NAIROBI (Reuters) - Kenya has defended this week's unprecedented police raid on a major media group which brought a torrent of accusations from at home and abroad that President Mwai Kibaki's government was behaving like a dictatorship.
"We have actually committed no crime," Internal Security Minister John Michuki told a news conference late on Friday.
"The police are within the law."
In the most aggressive assault on media since Kenya's independence in 1963, at least 30 elite police and paramilitary commandos armed with AK-47s stormed the offices of the Standard Group's TV station and newspaper in the early hours of Thursday.
Amid a national uproar over the incident, Kenyan police justified their actions on the grounds that Standard journalists were taking bribes to write false stories and that there was a plot to incite ethnic hatred.

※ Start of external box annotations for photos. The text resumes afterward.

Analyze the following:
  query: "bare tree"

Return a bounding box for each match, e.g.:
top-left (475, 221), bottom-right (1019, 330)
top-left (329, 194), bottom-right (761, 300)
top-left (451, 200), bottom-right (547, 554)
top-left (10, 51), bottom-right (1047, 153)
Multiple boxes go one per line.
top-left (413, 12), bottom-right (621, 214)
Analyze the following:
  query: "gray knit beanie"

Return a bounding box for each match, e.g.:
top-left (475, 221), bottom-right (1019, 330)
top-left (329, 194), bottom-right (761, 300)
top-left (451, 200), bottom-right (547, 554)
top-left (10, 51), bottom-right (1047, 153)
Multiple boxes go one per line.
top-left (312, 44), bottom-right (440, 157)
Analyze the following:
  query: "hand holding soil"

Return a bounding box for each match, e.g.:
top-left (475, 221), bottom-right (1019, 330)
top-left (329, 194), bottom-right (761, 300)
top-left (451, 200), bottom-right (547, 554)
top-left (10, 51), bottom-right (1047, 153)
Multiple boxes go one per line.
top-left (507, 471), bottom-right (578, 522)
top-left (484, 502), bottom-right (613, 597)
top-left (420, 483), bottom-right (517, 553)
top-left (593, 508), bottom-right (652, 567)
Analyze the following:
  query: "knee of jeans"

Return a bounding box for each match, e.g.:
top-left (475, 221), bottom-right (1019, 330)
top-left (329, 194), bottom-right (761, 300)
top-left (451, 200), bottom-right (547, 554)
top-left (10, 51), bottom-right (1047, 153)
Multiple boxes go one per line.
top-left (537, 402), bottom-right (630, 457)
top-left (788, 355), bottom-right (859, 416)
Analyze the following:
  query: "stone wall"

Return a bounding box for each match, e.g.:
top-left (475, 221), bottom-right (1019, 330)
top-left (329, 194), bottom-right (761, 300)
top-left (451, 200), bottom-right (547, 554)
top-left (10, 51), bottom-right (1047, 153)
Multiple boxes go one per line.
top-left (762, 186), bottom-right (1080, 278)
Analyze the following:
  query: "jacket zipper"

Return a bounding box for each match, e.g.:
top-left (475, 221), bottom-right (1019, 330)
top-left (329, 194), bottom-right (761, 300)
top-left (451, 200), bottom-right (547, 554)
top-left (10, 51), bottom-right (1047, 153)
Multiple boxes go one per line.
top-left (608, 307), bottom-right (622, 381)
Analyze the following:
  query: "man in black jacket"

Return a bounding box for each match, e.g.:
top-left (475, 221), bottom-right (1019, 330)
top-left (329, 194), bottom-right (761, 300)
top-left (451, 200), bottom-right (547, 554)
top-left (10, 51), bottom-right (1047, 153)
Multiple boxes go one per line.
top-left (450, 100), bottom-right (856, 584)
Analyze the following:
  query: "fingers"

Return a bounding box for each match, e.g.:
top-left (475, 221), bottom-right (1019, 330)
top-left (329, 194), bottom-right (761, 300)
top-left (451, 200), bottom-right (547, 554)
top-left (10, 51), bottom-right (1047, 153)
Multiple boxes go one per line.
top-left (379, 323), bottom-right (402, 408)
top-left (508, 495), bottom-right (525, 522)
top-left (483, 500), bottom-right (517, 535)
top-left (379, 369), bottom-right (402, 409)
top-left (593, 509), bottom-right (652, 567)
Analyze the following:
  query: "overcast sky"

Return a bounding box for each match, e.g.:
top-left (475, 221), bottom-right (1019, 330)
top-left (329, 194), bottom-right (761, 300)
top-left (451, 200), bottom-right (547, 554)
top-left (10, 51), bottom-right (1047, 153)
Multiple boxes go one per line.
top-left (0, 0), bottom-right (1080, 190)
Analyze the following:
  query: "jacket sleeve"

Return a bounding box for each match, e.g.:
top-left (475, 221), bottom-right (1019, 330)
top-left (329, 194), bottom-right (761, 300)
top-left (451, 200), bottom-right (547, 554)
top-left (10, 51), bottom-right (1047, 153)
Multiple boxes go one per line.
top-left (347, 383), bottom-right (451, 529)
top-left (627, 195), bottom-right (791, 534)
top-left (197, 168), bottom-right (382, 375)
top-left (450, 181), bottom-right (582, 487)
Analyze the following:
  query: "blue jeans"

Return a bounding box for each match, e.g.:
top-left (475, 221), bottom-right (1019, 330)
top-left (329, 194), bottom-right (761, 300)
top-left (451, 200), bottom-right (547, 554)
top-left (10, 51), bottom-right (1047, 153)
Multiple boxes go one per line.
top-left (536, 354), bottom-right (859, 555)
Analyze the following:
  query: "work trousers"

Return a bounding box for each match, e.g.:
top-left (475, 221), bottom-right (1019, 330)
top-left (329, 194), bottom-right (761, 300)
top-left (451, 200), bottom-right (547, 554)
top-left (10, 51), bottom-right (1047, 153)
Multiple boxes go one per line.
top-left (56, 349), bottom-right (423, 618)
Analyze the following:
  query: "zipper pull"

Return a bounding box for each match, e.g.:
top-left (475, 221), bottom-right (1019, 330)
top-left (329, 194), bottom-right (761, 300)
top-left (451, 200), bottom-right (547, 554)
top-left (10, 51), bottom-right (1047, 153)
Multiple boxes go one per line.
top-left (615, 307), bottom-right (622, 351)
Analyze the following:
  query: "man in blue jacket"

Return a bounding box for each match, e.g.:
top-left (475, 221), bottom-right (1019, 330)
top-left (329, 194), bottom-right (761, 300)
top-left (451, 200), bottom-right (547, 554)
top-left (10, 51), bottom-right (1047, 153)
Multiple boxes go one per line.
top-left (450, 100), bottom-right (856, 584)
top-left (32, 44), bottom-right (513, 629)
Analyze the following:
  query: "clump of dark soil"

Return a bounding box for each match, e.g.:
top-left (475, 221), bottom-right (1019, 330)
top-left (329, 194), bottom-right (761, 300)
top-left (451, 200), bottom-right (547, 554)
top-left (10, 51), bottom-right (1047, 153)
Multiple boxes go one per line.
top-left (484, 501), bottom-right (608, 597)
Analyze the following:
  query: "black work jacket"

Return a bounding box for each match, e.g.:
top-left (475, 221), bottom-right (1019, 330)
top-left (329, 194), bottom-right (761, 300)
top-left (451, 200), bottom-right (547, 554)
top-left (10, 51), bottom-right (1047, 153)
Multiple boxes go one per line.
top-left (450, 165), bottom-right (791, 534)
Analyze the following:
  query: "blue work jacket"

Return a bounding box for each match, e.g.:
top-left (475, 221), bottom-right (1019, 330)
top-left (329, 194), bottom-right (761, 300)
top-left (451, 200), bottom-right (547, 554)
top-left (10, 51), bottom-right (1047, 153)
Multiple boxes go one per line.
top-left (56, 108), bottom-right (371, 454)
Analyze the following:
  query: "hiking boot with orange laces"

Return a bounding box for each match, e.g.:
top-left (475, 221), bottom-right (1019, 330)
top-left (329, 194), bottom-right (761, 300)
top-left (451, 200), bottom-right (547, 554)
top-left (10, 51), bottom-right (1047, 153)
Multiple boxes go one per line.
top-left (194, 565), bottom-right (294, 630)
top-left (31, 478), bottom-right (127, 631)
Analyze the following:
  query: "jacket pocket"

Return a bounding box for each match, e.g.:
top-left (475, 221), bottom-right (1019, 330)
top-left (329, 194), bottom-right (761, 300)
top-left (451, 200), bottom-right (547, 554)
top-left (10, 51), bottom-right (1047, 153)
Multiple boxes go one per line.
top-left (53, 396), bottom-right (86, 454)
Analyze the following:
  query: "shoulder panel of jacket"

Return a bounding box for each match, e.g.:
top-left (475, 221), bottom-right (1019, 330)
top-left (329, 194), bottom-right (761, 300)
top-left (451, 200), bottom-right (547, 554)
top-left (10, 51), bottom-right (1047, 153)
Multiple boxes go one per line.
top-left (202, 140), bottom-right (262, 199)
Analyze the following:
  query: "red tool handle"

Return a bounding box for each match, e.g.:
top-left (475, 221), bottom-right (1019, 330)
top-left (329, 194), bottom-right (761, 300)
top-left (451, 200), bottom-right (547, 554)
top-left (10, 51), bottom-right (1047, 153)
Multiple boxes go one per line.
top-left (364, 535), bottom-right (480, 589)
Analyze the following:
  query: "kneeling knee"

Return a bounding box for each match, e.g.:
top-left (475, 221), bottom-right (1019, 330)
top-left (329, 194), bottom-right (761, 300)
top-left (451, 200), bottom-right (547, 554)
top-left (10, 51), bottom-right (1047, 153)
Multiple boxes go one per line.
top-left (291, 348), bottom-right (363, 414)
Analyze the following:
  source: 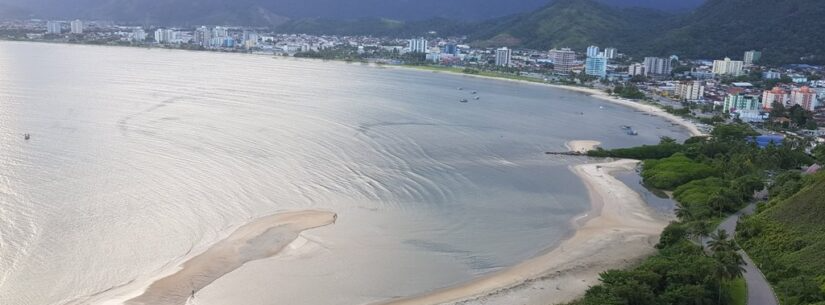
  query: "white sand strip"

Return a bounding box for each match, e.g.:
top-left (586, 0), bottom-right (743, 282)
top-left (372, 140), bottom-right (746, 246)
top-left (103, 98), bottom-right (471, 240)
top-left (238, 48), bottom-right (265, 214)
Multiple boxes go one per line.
top-left (126, 211), bottom-right (337, 305)
top-left (564, 140), bottom-right (602, 153)
top-left (376, 160), bottom-right (667, 305)
top-left (390, 66), bottom-right (706, 136)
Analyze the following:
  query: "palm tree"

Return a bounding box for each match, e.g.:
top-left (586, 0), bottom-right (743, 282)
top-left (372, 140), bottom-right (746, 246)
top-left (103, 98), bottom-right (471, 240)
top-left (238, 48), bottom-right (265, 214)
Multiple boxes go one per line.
top-left (688, 220), bottom-right (710, 246)
top-left (713, 250), bottom-right (746, 304)
top-left (676, 204), bottom-right (693, 221)
top-left (708, 229), bottom-right (740, 253)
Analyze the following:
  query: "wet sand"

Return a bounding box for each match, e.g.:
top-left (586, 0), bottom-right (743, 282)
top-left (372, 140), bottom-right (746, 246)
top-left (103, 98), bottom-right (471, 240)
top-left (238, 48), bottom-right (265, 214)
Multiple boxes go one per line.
top-left (396, 66), bottom-right (706, 136)
top-left (564, 140), bottom-right (602, 153)
top-left (381, 157), bottom-right (667, 305)
top-left (125, 211), bottom-right (337, 305)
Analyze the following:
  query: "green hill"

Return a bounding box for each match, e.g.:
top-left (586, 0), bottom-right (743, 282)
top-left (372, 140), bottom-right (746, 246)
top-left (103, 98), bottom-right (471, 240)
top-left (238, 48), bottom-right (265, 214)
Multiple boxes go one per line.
top-left (738, 174), bottom-right (825, 305)
top-left (471, 0), bottom-right (825, 63)
top-left (650, 0), bottom-right (825, 63)
top-left (471, 0), bottom-right (672, 49)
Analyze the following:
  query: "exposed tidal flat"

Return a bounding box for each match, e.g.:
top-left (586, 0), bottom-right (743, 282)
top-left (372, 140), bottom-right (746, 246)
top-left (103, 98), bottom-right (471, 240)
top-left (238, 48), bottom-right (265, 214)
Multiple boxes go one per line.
top-left (0, 42), bottom-right (688, 305)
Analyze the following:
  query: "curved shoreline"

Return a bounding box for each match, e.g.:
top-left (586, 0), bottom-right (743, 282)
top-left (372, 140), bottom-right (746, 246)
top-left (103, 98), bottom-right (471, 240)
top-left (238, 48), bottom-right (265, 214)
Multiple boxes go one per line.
top-left (124, 211), bottom-right (337, 305)
top-left (377, 154), bottom-right (667, 305)
top-left (390, 65), bottom-right (707, 136)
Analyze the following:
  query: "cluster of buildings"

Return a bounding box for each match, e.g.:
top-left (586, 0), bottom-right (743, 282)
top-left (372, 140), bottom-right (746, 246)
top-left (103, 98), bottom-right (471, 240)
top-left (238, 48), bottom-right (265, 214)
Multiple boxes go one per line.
top-left (46, 20), bottom-right (84, 35)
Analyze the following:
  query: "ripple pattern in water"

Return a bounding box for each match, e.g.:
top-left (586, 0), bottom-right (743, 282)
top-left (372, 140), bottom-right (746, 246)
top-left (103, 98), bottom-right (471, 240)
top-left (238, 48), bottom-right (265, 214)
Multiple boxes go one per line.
top-left (0, 42), bottom-right (686, 305)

During the raids on Kenyan Television Network (KTN) and the Standard newspaper, police seized transmission equipment and computers. "The material contains serious matters detrimental to the security of this country," Michuki added.
The Standard group has ridiculed the accusations over bribery and threats to security, and plans to sue for damages.
Condemnation of Kenya's actions has poured in, with the latest coming from the U.S. government.
"Such acts of thuggery have no place in an open society and we call on the government of Kenya to cease its intimidation," said State Department deputy spokesman Adam Ereli.
Fallout from the raid has put more pressure on Kibaki, who was already reeling from graft scandals and an embarrassing defeat in a constitutional referendum at the end of last year.
Kibaki came to power in 2002 promising to usher in democratic reforms after the autocratic, 24-year rule of his predecessor Daniel arap Moi.
Michuki blamed the media for whipping up condemnation of Thursday's raid without examining the motives behind it.
"You have already decided that the government is guilty. You have been prejudiced and you give wrong conclusions to the public," Michuki said. "Read the constitution and tell us if the police were wrong in the eyes of the law."